意識して指に力を込めていなければ、今にも携帯を取り落としてしまいそうだった。
今、何を言った。
母は、いつも通りのあの声で、何を言った――
「――和秋?」
母親のメッセージを聞いたきり口を閉ざし、蒼白になってしまった和秋の顔を見て、雄高が訝しげに眉を潜める。
メッセージは十秒もかからなかった。時間が出来たら帰って来い。なぜなら、恵史が倒れたから。倒れて今現在入院しているからと、ひどく淡々としたメッセージだけを告げた。
「……どう、しよう……」
倒れた、入院した。――あの人が。自分にやさしかったあの人が。
「帰らな……あかん、帰らなっ……」
メッセージは短く簡潔だったからこそ、訳の判らない恐怖感に突き落とされてしまいそうになる。正体のない何かに足元を掬われてしまったような感覚に、和秋は唇を震わせた。
「和秋?」
「雄高さん、どうしよう……っ」
帰らなければ。それだけの言葉が胸に渦巻く。帰らなければ。――帰って、あの人の顔を見なければ。
「恵先生、倒れたって……」
降って沸いた出来事に、動揺するしかない和秋の肩を掴んで雄高が支えた。落ち着こうと思うのに、思えば思うだけ舌が縺れて動かない。
「今日の昼間倒れて、今入院してるって……母さんが、……どないしよう、俺帰らな……!」
あれほどに帰りたくなかった、苦い思い出しかない土地に、今すぐ飛び帰りたい。あの人がいる。あの人の元気な姿を今この目で確認しなければならない。
「倒れた? ……どうして」
「判らん、判らへん、けど電話やったら言えへんことかもしれへん……」
早く、早く。一刻も早く。強迫観念に似た思いで、携帯電話を強く握り締める。メッセージの再生をとうに終え、無機質な電子音しか響かせていないそれの通話ボタンを雄高の指が押した。
「……母親に電話をかけ直せ、今すぐに」
雄高の指に励まされ、和秋は再び携帯電話を握り直した。震える指でボタンを押し、耳に携帯を宛てる。大丈夫だと言ってほしい。大したことではないと、言って欲しい。
「あかん、繋がらへん」
なのに、母親の携帯電話も、実家の電話も、幾ら鳴らしても反応がない。相手を呼び出す音だけが虚しく延々と響いた。
「病院にいるのかもしれないな」
雄高の声に頷き、ならば尚更恵史の容体は悪いのではないかと考える。気は逸る一方だった。
「…帰る」
結局自分を抑え切れず、立ち上がった和秋の腕を掴んで、雄高が引き止めた。咄嗟に邪魔しないでくれと叫び出しそうになる。
「今から行くのか」
「……そうや」
「大学はどうするんだ。今から行って朝までに帰れる距離じゃないだろう」
「……そんなこと気にしてる場合やない!」
ひどく冷静な声で引き止める雄高に、思わず怒鳴るような声で返してしまう。確かに明日は平日で学校は通常通り講義がある。しかしこの状況に置いて大学だのといえる神経も判らなかった。
「もしも先生になんかあったら、どないすんねんッ」
告げた言葉は、口にすると恐ろしいくらいの実感で身を震わせた。考えたくはない、考えたくはなかったが、その可能性がないわけではない。
「少しは落ち着け」
雄高が言うように、平静でいられたらどんなによかっただろう。雄高が動じずにいられるのは、所詮他人事だからだ。
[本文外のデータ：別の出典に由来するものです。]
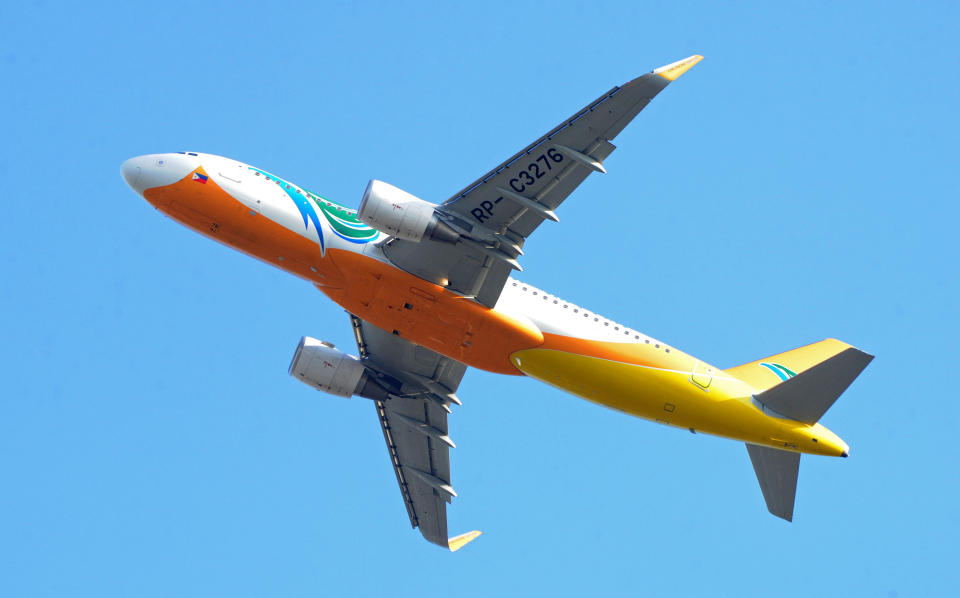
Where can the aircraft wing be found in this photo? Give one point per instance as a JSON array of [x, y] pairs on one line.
[[420, 386], [496, 213]]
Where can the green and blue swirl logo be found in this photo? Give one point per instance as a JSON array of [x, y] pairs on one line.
[[343, 222]]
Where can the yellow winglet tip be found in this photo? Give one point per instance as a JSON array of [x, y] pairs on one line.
[[457, 542], [673, 70]]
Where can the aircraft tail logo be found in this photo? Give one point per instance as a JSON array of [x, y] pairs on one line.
[[782, 372]]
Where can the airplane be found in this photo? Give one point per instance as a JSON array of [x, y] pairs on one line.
[[429, 292]]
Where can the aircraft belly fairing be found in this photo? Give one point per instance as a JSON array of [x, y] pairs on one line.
[[437, 297]]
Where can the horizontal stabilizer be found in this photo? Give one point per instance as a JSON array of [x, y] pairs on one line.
[[457, 542], [777, 473], [806, 396]]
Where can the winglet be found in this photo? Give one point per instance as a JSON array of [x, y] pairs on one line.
[[457, 542], [673, 70]]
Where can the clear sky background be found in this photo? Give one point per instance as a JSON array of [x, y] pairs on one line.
[[799, 183]]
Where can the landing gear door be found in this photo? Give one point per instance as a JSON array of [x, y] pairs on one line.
[[702, 375]]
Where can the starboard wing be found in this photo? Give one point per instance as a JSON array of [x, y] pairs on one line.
[[420, 386]]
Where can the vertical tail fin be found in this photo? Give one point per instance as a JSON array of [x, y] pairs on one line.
[[777, 473], [807, 396]]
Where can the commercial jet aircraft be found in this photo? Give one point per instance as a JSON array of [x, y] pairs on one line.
[[428, 291]]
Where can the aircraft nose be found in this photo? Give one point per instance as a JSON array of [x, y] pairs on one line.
[[157, 170], [131, 170]]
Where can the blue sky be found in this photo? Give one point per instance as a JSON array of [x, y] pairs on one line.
[[799, 183]]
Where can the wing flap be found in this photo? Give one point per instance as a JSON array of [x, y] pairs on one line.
[[420, 384]]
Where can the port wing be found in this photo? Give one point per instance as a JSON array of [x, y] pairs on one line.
[[496, 213], [421, 387]]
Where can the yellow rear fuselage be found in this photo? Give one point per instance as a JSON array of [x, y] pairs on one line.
[[528, 332]]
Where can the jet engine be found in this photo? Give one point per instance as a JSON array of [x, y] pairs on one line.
[[321, 365], [393, 211]]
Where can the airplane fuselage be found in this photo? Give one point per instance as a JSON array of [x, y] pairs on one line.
[[528, 332]]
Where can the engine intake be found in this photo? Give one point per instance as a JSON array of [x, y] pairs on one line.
[[393, 211], [321, 365]]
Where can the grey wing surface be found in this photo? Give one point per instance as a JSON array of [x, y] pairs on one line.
[[496, 213], [415, 389]]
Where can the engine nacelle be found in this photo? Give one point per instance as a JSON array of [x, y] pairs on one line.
[[321, 365], [393, 211]]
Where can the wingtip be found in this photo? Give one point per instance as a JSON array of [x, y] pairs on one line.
[[671, 71], [457, 542]]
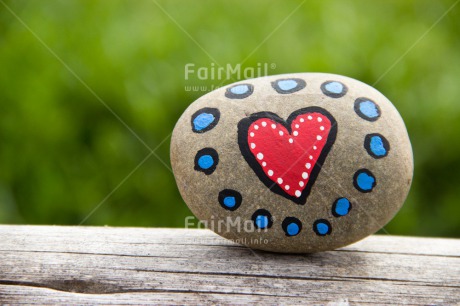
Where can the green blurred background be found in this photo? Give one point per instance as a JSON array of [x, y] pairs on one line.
[[63, 153]]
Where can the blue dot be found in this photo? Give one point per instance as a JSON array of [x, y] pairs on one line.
[[230, 202], [334, 87], [367, 109], [261, 221], [341, 207], [287, 84], [202, 121], [292, 229], [230, 199], [322, 228], [239, 89], [364, 180], [205, 161]]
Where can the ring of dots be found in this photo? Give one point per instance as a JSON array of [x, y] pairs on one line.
[[376, 145]]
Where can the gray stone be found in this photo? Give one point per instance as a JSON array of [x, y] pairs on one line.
[[293, 163]]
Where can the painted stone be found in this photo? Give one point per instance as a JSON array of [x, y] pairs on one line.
[[293, 163]]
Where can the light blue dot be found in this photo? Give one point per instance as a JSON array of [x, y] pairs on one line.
[[205, 161], [202, 121], [262, 221], [229, 201], [334, 87], [369, 109], [292, 229], [377, 146], [287, 84], [322, 228], [342, 207], [365, 181], [239, 89]]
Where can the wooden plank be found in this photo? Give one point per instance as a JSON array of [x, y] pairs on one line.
[[103, 265]]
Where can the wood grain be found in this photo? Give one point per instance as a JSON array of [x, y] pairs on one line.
[[103, 265]]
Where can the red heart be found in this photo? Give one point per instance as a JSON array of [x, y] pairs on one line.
[[287, 156]]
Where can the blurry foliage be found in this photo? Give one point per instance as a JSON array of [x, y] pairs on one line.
[[62, 152]]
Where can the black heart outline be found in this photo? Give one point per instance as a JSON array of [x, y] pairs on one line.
[[243, 127]]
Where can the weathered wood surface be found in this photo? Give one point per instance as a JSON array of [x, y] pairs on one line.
[[91, 265]]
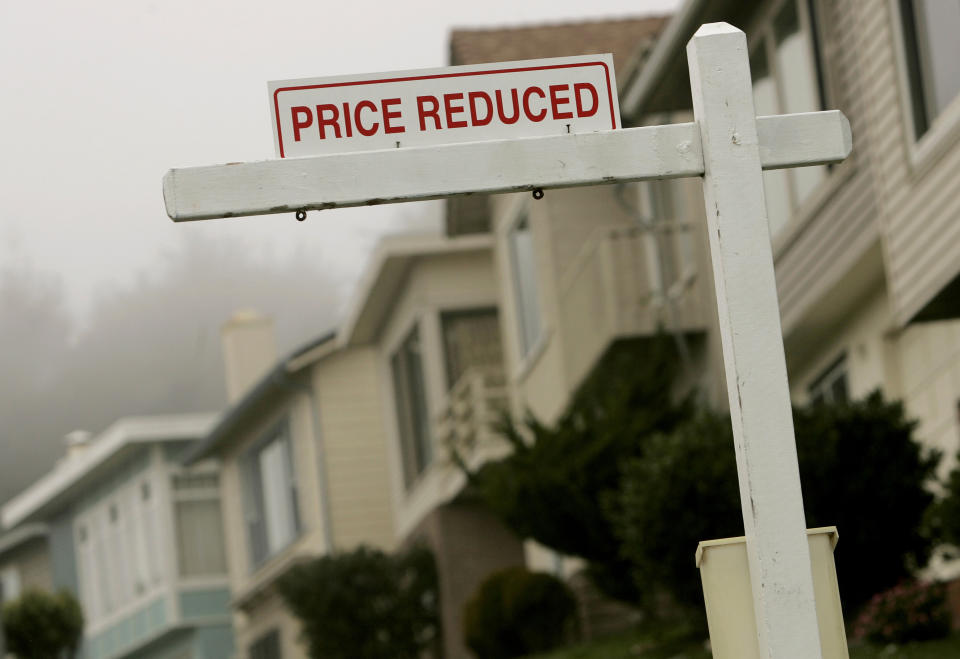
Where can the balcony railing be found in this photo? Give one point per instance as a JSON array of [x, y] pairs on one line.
[[465, 425]]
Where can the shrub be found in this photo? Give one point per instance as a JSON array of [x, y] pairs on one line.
[[43, 625], [911, 611], [516, 612], [365, 604], [860, 468], [551, 488]]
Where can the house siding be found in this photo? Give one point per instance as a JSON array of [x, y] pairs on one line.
[[352, 431]]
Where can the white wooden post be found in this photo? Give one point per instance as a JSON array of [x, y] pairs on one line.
[[770, 497]]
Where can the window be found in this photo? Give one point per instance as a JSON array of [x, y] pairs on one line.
[[831, 385], [930, 29], [270, 489], [787, 78], [471, 339], [416, 448], [525, 284], [119, 551], [200, 546], [267, 646], [9, 584]]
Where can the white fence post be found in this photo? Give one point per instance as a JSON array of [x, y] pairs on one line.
[[750, 330]]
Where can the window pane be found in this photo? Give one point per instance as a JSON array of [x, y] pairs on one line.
[[269, 494], [200, 538], [776, 186], [797, 70], [471, 339], [415, 437], [938, 24], [267, 646], [278, 514], [525, 284]]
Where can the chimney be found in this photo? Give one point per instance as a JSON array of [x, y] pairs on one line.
[[249, 351], [76, 442]]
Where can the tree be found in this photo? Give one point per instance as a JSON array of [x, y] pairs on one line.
[[553, 485], [860, 468], [516, 612], [42, 625], [365, 604]]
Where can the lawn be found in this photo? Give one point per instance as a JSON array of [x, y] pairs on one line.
[[645, 645]]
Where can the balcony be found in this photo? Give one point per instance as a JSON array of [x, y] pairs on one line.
[[629, 281], [464, 425]]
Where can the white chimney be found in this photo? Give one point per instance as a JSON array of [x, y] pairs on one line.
[[76, 442], [249, 351]]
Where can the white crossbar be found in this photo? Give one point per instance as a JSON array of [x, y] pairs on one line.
[[412, 174]]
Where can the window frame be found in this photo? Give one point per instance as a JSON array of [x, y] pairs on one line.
[[464, 312], [944, 131], [527, 342], [253, 494], [408, 445], [820, 389]]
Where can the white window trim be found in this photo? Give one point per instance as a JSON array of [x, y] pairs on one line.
[[94, 625], [943, 132], [266, 435], [803, 213]]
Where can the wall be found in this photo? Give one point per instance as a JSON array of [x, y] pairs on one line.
[[355, 448]]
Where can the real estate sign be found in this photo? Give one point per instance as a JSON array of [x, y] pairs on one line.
[[427, 107]]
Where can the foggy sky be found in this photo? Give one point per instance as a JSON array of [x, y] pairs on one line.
[[107, 308]]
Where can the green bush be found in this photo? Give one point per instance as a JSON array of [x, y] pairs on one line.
[[42, 625], [860, 468], [911, 611], [551, 488], [366, 604], [516, 612]]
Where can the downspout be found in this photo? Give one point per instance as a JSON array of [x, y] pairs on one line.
[[282, 377]]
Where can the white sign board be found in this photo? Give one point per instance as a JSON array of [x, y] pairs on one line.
[[427, 107]]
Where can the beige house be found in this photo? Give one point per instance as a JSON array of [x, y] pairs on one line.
[[867, 252], [304, 470], [427, 306], [24, 561]]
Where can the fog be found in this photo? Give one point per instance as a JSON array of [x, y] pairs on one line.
[[150, 346]]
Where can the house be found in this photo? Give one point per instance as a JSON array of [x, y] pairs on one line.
[[304, 469], [867, 252], [24, 564], [24, 561], [136, 536], [428, 308]]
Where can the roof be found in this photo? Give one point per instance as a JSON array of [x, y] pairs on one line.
[[662, 82], [270, 385], [72, 475], [384, 278], [626, 38]]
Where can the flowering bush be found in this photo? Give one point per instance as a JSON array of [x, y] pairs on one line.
[[911, 611]]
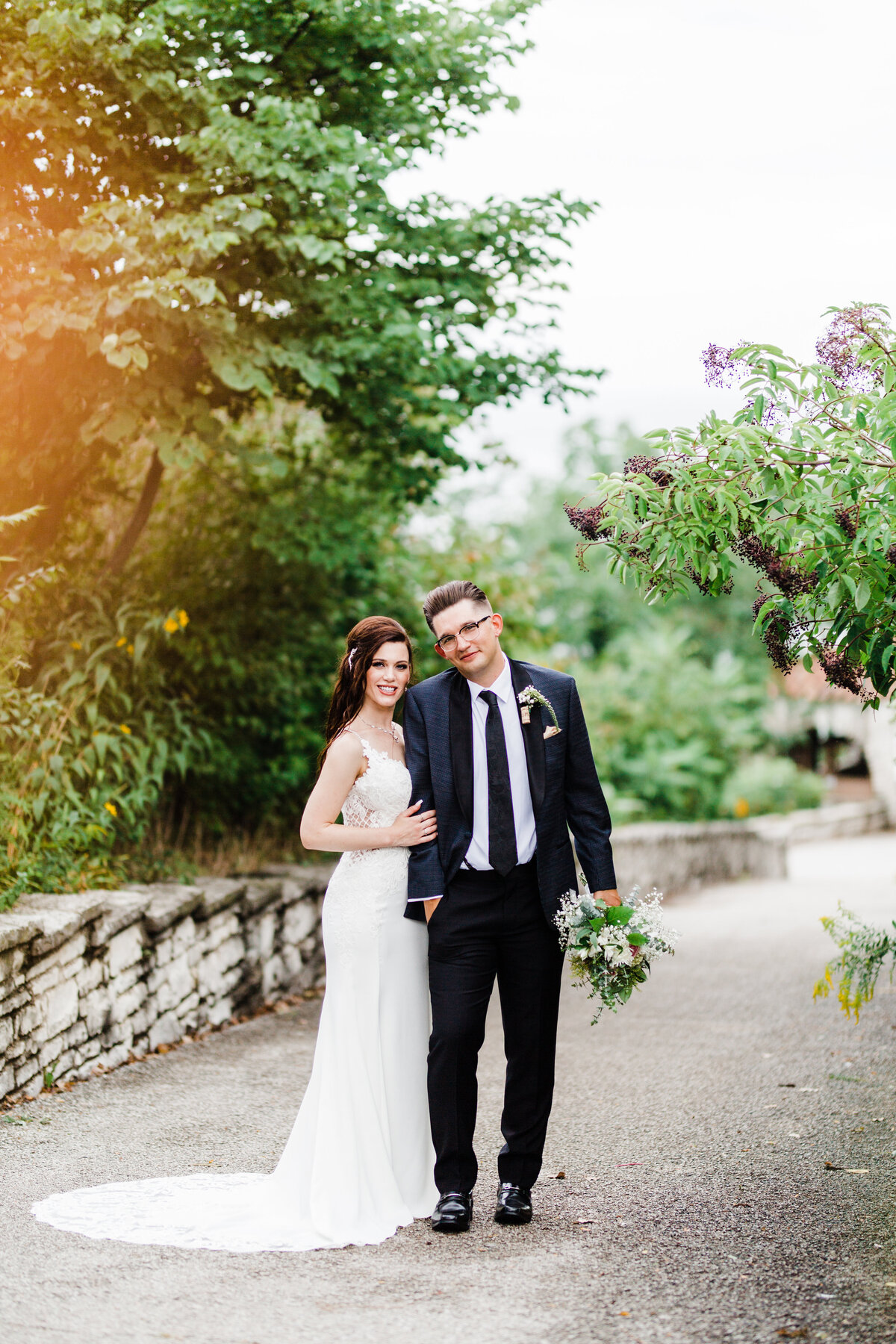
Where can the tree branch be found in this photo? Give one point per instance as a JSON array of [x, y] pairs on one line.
[[125, 546]]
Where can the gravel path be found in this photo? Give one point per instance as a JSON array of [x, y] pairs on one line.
[[692, 1130]]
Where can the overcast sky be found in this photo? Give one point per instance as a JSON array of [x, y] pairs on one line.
[[743, 159]]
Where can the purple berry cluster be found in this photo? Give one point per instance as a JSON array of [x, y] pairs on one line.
[[722, 369], [848, 520], [788, 578], [840, 670], [588, 520], [655, 468], [778, 636]]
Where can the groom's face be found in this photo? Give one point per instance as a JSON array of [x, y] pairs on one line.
[[474, 651]]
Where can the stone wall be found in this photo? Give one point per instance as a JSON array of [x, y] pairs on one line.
[[96, 977], [90, 980]]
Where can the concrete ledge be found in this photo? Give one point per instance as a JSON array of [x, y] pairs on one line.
[[677, 855], [92, 977]]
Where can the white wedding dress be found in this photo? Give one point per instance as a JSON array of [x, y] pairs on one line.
[[359, 1162]]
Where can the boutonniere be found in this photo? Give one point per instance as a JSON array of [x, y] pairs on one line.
[[528, 698]]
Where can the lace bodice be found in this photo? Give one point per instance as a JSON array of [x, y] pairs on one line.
[[381, 793]]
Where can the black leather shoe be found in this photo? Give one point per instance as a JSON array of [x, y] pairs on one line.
[[453, 1213], [514, 1204]]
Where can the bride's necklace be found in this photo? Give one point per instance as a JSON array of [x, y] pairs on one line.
[[391, 729]]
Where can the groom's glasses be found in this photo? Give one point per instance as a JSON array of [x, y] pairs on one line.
[[448, 643]]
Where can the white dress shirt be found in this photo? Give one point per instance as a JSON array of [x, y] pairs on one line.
[[477, 855]]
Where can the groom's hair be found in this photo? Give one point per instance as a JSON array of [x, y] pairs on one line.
[[449, 594]]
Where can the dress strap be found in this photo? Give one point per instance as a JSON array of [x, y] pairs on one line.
[[366, 746]]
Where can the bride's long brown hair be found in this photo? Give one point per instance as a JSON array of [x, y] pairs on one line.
[[349, 688]]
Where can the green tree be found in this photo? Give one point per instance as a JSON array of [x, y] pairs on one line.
[[193, 220], [800, 485]]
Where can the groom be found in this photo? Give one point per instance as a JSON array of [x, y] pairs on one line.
[[507, 789]]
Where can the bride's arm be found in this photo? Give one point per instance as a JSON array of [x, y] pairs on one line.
[[320, 830]]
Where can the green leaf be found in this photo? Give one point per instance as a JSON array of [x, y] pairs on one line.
[[620, 915]]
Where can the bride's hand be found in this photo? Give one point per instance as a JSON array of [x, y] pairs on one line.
[[411, 827]]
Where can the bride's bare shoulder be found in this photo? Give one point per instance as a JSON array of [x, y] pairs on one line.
[[347, 750]]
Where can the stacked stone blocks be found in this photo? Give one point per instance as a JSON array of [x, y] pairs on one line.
[[89, 979]]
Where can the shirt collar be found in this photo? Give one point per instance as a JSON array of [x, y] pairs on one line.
[[503, 685]]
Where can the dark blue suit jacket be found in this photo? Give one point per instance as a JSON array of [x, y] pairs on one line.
[[563, 783]]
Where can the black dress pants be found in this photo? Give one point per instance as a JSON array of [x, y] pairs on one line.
[[489, 927]]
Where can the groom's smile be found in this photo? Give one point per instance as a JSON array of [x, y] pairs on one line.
[[469, 638]]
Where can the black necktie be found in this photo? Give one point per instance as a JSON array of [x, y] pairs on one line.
[[503, 855]]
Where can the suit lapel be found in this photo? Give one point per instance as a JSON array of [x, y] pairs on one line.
[[461, 744], [532, 737]]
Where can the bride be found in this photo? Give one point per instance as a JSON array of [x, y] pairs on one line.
[[359, 1162]]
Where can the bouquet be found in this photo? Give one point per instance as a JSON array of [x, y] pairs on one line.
[[610, 947]]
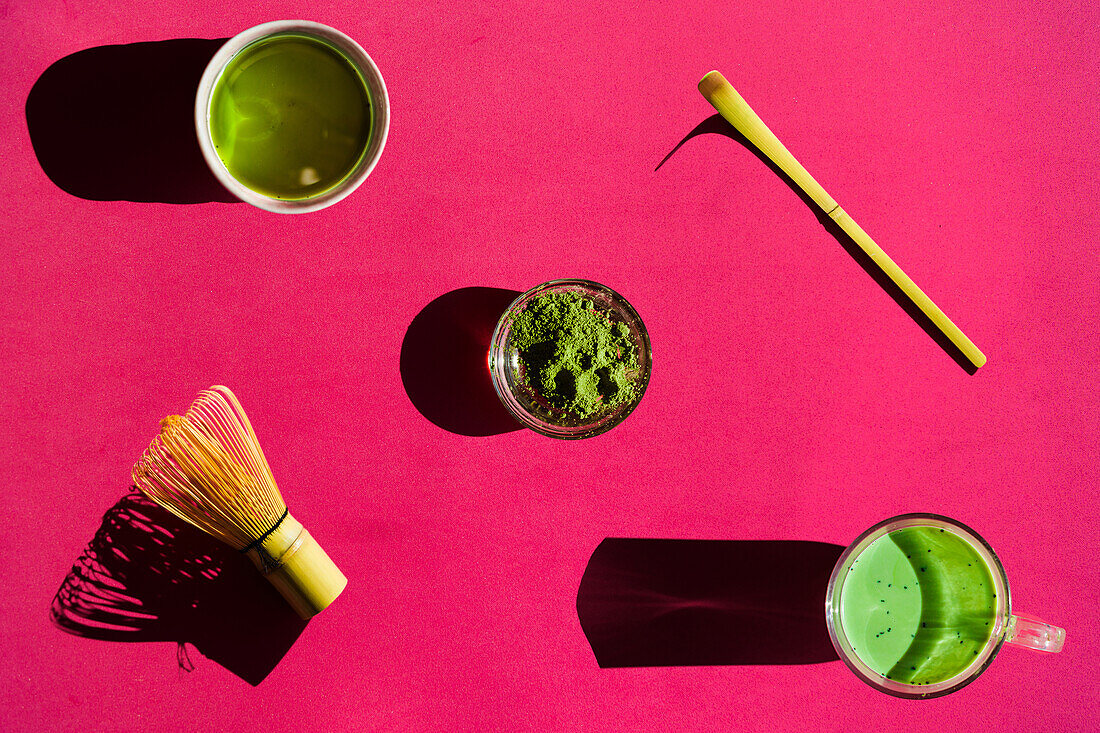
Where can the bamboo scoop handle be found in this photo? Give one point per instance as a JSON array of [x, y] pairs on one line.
[[738, 113]]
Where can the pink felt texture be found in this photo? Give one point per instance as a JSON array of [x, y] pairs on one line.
[[791, 397]]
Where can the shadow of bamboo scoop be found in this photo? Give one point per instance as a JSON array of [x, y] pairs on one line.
[[738, 113]]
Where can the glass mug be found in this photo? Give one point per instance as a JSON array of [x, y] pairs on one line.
[[919, 605]]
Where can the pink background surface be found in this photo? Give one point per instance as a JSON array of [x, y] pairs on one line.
[[791, 397]]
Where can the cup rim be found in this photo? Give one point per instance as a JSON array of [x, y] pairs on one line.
[[997, 636], [497, 369], [354, 53]]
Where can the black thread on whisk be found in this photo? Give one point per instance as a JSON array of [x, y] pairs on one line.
[[259, 540]]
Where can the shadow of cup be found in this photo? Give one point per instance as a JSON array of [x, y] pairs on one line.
[[118, 123], [147, 576], [692, 602], [444, 361]]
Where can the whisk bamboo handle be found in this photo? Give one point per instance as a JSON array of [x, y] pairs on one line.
[[299, 568], [738, 113]]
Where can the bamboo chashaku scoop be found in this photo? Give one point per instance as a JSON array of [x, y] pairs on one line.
[[207, 468], [738, 113]]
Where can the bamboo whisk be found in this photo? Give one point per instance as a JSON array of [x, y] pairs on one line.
[[207, 468]]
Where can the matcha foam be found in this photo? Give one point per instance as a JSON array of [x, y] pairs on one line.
[[919, 605]]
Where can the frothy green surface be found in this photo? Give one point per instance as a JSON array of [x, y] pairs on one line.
[[290, 117], [919, 605]]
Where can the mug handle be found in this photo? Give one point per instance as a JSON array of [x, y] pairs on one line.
[[1034, 634]]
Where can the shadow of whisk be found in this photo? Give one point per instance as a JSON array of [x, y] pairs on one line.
[[147, 576]]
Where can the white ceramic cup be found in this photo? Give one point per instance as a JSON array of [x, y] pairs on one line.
[[376, 89]]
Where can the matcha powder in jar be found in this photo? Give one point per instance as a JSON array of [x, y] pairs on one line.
[[573, 356]]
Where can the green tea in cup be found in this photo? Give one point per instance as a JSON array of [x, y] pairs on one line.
[[919, 606], [292, 116]]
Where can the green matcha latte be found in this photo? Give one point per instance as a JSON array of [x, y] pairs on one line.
[[290, 117], [919, 605]]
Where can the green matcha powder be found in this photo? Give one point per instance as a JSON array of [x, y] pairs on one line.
[[573, 356]]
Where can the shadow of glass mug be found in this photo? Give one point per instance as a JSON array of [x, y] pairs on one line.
[[292, 116], [919, 605]]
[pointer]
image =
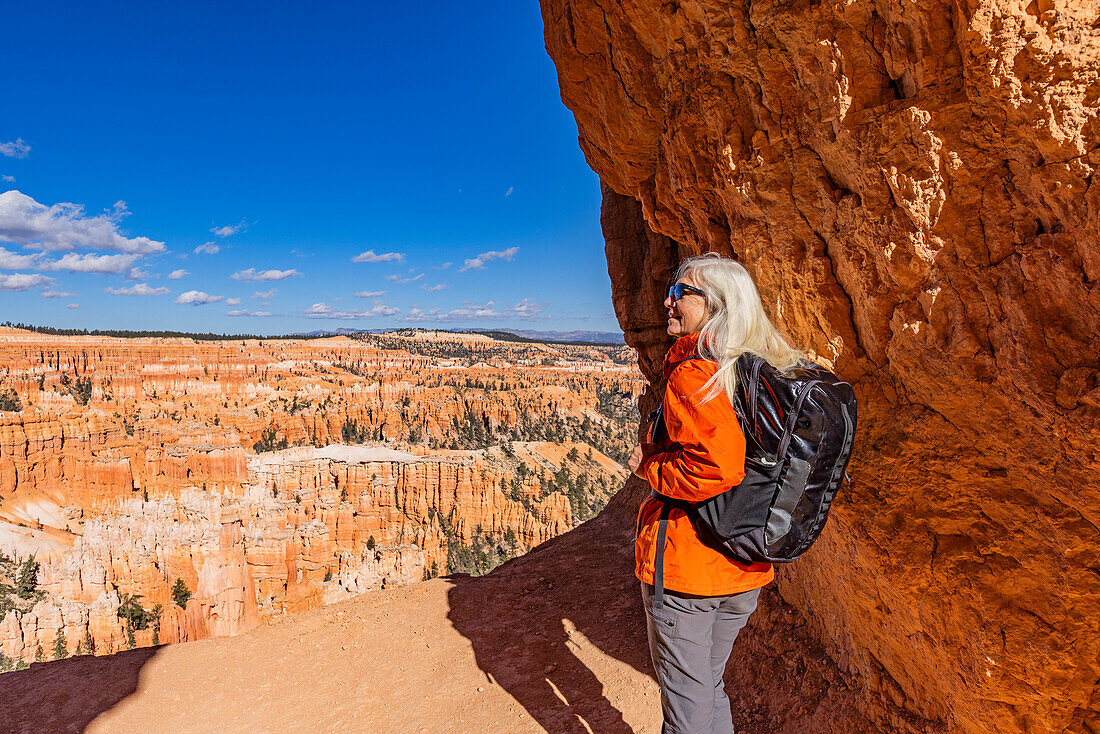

「今から行くにしても持ち合わせはあるのか。それから病院の名前は、病室は」
「……そんなの、移動してる間におかんと連絡取って、それから……」
薄情に聞こえる雄高の言葉は、しかし真実だ。母親と連絡を取れない今、病室はおろか病院名すら判らない。このまま大阪に向かうには心許なさすぎる。そして何よりも、
「……あかん。金ないわ。先に銀行行かな……」
現実問題として何より切実なのがそれだった。
ほんの少しだけ冷静さを取り戻した和秋が、財布の中のカードを確認していると、徐に雄高が立ち上がり電話の受話器を上げた。
「大学は休むんだな?」
「え……うん、そのつもりやけど……」
今すぐは無理でも、せめて明日には向かいたい。その前に母親と連絡を取るのが先決だと判っていても、気は逸る一方だった。
「朝まで待てるか?」
「――え、」
言葉の意味を計り兼ねて眉を寄せた和秋を余所に、雄高は電話越しに誰かと連絡を取り合っている。
短い会話を交わした後、ものの三分ほどで通話を終えると、雄高は受話器を戻し和秋の顔を見遣った。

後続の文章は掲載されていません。